When the Supreme Court ruled in favor of same-sex marriage, everyone wondered what the ruling would mean to bakers, florists, photographers, and others who choose not to participate in a same-sex ceremony. Next year we will find out.
The high court decided to take the case of Christian baker Jack Phillips. When two men visited his Masterpiece Cakes bakery in 2012 and asked for a same-sex wedding cake, he refused. The men filed a complaint with the Colorado Civil Rights Commission and launched a campaign against Phillips. Lower courts ruled that Jack Phillips discriminated against the two men and was ordered to make cakes for homosexuals. Phillips has said he would close down the bakery before he would compromise his beliefs.
The Supreme Court decision in his case will likely have a far-reaching impact in other cases. The court’s decision may also determine the fate of Aaron and Melissa Klein (Sweet Cakes) in Oregon and Barronelle Stutzman (Arlene’s Flower) in Washington and other such cases.

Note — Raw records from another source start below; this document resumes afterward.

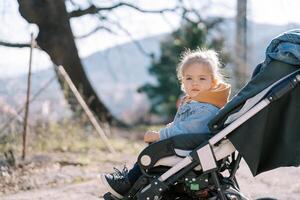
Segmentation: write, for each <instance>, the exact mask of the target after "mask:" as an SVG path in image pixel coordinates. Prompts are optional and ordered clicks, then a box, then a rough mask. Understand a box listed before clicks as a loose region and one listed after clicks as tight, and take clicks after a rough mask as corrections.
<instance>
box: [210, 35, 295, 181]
mask: <svg viewBox="0 0 300 200" xmlns="http://www.w3.org/2000/svg"><path fill="white" fill-rule="evenodd" d="M299 69H300V30H292V31H288V32H285V33H283V34H281V35H279V36H278V37H276V38H275V39H273V40H272V41H271V43H270V45H269V46H268V48H267V50H266V59H265V61H264V62H263V63H261V64H259V65H258V66H257V67H256V69H255V70H254V72H253V75H252V79H251V80H250V81H249V82H248V83H247V84H246V85H245V86H244V87H243V88H242V89H241V90H240V92H239V93H238V94H237V95H236V96H234V97H233V98H232V100H231V101H230V102H229V103H228V104H227V105H226V106H225V107H224V108H223V109H221V110H220V112H219V113H218V115H217V116H216V117H215V118H214V119H213V120H212V121H211V123H210V125H209V126H210V129H211V131H212V132H213V133H218V132H219V131H220V130H222V129H223V128H224V127H225V126H226V125H227V123H228V120H229V119H230V118H232V116H234V115H237V112H239V111H241V110H242V109H243V106H244V104H245V102H246V101H247V100H248V99H249V98H252V97H254V96H255V95H256V94H258V93H260V92H261V91H263V90H264V89H266V88H268V87H269V86H271V85H272V84H274V83H276V82H277V81H278V80H280V79H282V78H283V77H285V76H287V75H289V74H291V73H293V72H296V71H297V70H299ZM299 111H300V86H299V85H298V86H296V88H294V90H292V91H291V92H290V93H288V94H286V95H284V96H283V97H282V98H280V99H278V100H277V101H274V102H272V103H271V104H270V105H269V106H267V107H266V108H264V109H263V110H261V111H260V112H259V113H257V114H256V115H255V116H253V117H252V118H250V119H249V120H248V121H246V122H245V123H244V124H242V125H241V126H240V127H239V128H237V129H236V130H234V131H233V132H232V133H231V134H230V135H229V136H228V138H229V140H230V141H231V142H232V143H233V145H234V146H235V148H236V149H237V150H238V151H239V153H240V154H241V155H242V156H243V158H244V159H245V161H246V162H247V164H248V166H249V167H250V169H251V172H252V174H253V175H257V174H259V173H261V172H264V171H268V170H272V169H275V168H277V167H281V166H299V165H300V122H298V117H299V114H300V112H299ZM229 121H230V120H229Z"/></svg>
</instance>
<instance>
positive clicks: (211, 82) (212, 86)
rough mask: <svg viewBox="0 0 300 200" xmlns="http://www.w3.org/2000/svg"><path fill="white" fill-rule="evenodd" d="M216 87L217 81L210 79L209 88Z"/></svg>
mask: <svg viewBox="0 0 300 200" xmlns="http://www.w3.org/2000/svg"><path fill="white" fill-rule="evenodd" d="M217 85H218V81H217V80H216V79H212V81H211V87H212V88H214V87H216V86H217Z"/></svg>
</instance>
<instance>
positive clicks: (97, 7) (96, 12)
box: [69, 2, 178, 18]
mask: <svg viewBox="0 0 300 200" xmlns="http://www.w3.org/2000/svg"><path fill="white" fill-rule="evenodd" d="M123 6H126V7H129V8H133V9H135V10H137V11H139V12H143V13H157V14H162V13H165V12H174V11H176V10H177V9H178V7H174V8H165V9H160V10H146V9H142V8H139V7H137V6H135V5H132V4H129V3H125V2H120V3H118V4H115V5H112V6H108V7H101V8H98V7H96V6H95V5H91V6H90V7H88V8H86V9H78V10H73V11H72V12H70V13H69V18H72V17H81V16H83V15H86V14H96V13H98V12H100V11H103V10H113V9H115V8H119V7H123Z"/></svg>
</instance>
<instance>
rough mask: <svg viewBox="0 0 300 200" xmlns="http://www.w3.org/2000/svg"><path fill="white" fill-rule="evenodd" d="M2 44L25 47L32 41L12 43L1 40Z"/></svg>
mask: <svg viewBox="0 0 300 200" xmlns="http://www.w3.org/2000/svg"><path fill="white" fill-rule="evenodd" d="M0 45H1V46H6V47H18V48H23V47H30V46H31V44H30V43H10V42H3V41H0Z"/></svg>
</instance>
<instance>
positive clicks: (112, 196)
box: [103, 192, 119, 200]
mask: <svg viewBox="0 0 300 200" xmlns="http://www.w3.org/2000/svg"><path fill="white" fill-rule="evenodd" d="M103 199H104V200H119V199H118V198H117V197H115V196H113V195H112V194H111V193H110V192H107V193H105V194H104V195H103Z"/></svg>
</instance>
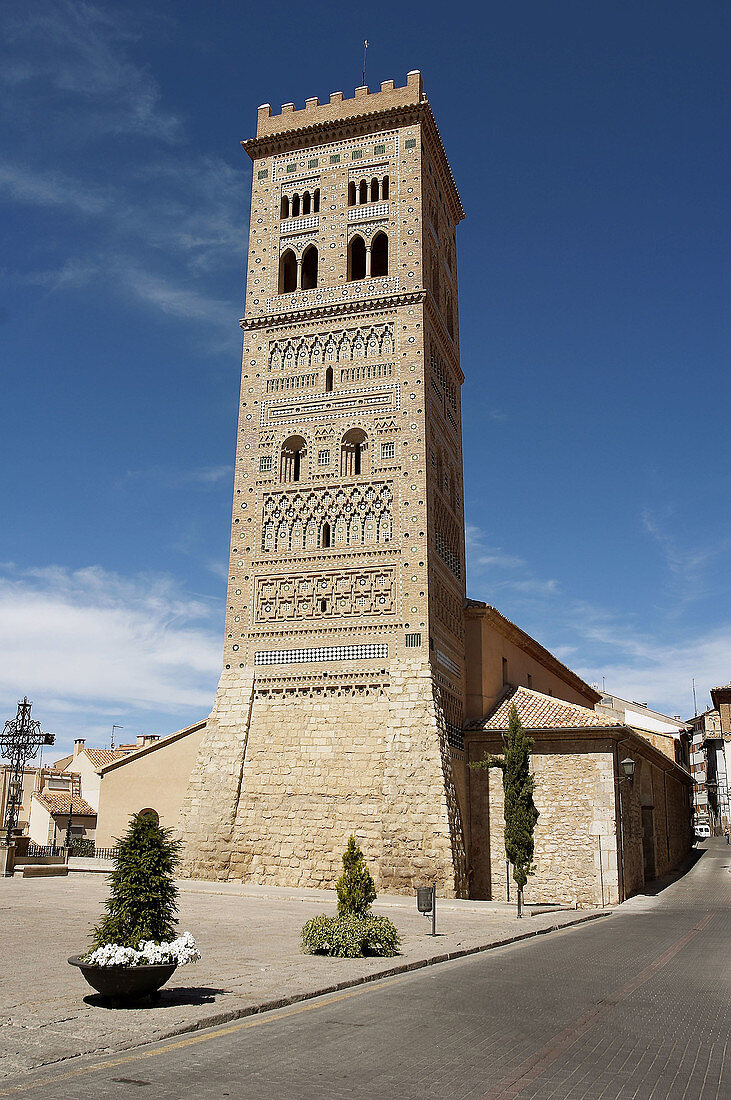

In the Supreme Court decision, Justice Kennedy did make room for religious disagreement with same-sex marriage in what some have called “the golden paragraph.” He added that, “It must be emphasized that religions, and those who adhere to religious doctrines, may continue to advocate with utmost, sincere conviction that, by divine precepts, same-sex marriage should not be condoned.” He went on to assure religious groups that the First Amendment gives proper protection to those beliefs.
Will that paragraph be enough to protect Jack Phillips and other Christians of conscience? I doubt it. It may give some slight protection to churches and Christian groups but I doubt that it will protect Christians who are accused of violating anti-discrimination laws and public accommodation laws. As you can see, the case next year will be a very important case.